Abstract

6607 Background: It is often not known if harms were considered in the overall benefit-risk evaluation in deciding about the superiority of treatments. Here we present a study examining the relationship between researchers’ conclusions about the superiority of treatment with quality of treatment-related harms reporting. Methods: We reviewed all consecutive phase III randomized clinical trials (RCTs) conducted by Southwest Oncology Group from 1960 to 2003 (117 RCTs involving 139 comparisons enrolling 58,908 patients). We extracted data on primary outcomes [overall survival (OS), event free survival (EFS)], and treatment-related mortality (TRM). We classified the quality of reporting as good, intermediate or poor. Association of superiority of treatment and harms reporting was evaluated using chi-square test and meta-analytic techniques.
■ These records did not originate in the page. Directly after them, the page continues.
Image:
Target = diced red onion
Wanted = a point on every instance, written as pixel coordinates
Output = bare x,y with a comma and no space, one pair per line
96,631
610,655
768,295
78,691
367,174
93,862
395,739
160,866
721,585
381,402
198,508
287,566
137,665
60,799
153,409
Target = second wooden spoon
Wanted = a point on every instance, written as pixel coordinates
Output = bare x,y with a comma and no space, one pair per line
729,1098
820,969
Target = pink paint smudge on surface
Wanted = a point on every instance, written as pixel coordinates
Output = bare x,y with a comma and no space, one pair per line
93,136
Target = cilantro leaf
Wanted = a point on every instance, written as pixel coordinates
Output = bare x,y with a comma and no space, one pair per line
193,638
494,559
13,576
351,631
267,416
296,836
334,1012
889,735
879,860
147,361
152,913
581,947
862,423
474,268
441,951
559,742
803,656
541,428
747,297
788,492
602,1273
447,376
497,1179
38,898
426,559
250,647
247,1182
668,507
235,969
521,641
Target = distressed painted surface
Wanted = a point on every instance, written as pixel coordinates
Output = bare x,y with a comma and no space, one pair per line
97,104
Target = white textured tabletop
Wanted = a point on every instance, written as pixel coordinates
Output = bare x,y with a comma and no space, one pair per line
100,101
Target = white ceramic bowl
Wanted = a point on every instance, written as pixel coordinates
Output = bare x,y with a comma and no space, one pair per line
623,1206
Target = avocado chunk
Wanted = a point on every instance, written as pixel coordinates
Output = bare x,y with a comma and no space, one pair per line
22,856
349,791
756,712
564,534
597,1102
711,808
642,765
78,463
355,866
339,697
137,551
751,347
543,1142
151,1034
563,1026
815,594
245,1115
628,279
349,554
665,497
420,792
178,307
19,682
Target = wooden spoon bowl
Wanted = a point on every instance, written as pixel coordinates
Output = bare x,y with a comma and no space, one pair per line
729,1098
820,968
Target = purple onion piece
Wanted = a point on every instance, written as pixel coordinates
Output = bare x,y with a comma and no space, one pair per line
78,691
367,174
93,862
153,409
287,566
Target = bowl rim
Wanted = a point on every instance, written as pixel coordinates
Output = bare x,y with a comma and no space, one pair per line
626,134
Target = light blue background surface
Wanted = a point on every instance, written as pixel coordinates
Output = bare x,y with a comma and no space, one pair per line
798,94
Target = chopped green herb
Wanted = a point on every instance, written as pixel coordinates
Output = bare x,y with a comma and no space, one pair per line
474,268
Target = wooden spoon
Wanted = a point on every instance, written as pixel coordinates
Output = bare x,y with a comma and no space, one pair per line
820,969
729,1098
Results: 76% of studies (106/139) reported TRM. Of these, the quality of reporting of harms was considered as “good” in 36% (38/106) of studies, “intermediate” in 55% (58/106), and “poor” in 9% (10/106). Investigators judged experimental treatments to be superior in 34% of trials (48/139) while standard treatment was superior in 66% (91/139). TRM data was reported in 75% (36/48) of results favoring experimental treatments and 78% (70/91) of results favoring standard treatments. There was no association between superiority of a treatment and TRM reporting (p = 0.80) or quality of harms reporting (p = 0.83). The pooled hazard ratio (HR) for OS in RCTs reporting TRM was 0.94 (95% CI: 0.90, 0.99) and for RCTs not reporting TRM was 0.99 (95% CI: 0.89, 1.09) (test of heterogeneity p = 0.06). The pooled HR for EFS among RCTs reporting TRM was 0.88 (95% CI: 0.83, 0.94) and for RCTs not reporting TRM it was 1.01 (95% CI: 0.79, 1.29) (test of heterogeneity p = 0.07). Additionally, the pooled HR for OS and EFS did not show any bias in reporting of harms according to harms reporting quality. Conclusions: Investigators’ conclusion regarding the superiority of experimental or standard treatment does not appear to be associated with outcome reporting bias for harms. Investigators judge both harms and benefits when they draw conclusions about treatment superiority. No significant financial relationships to disclose.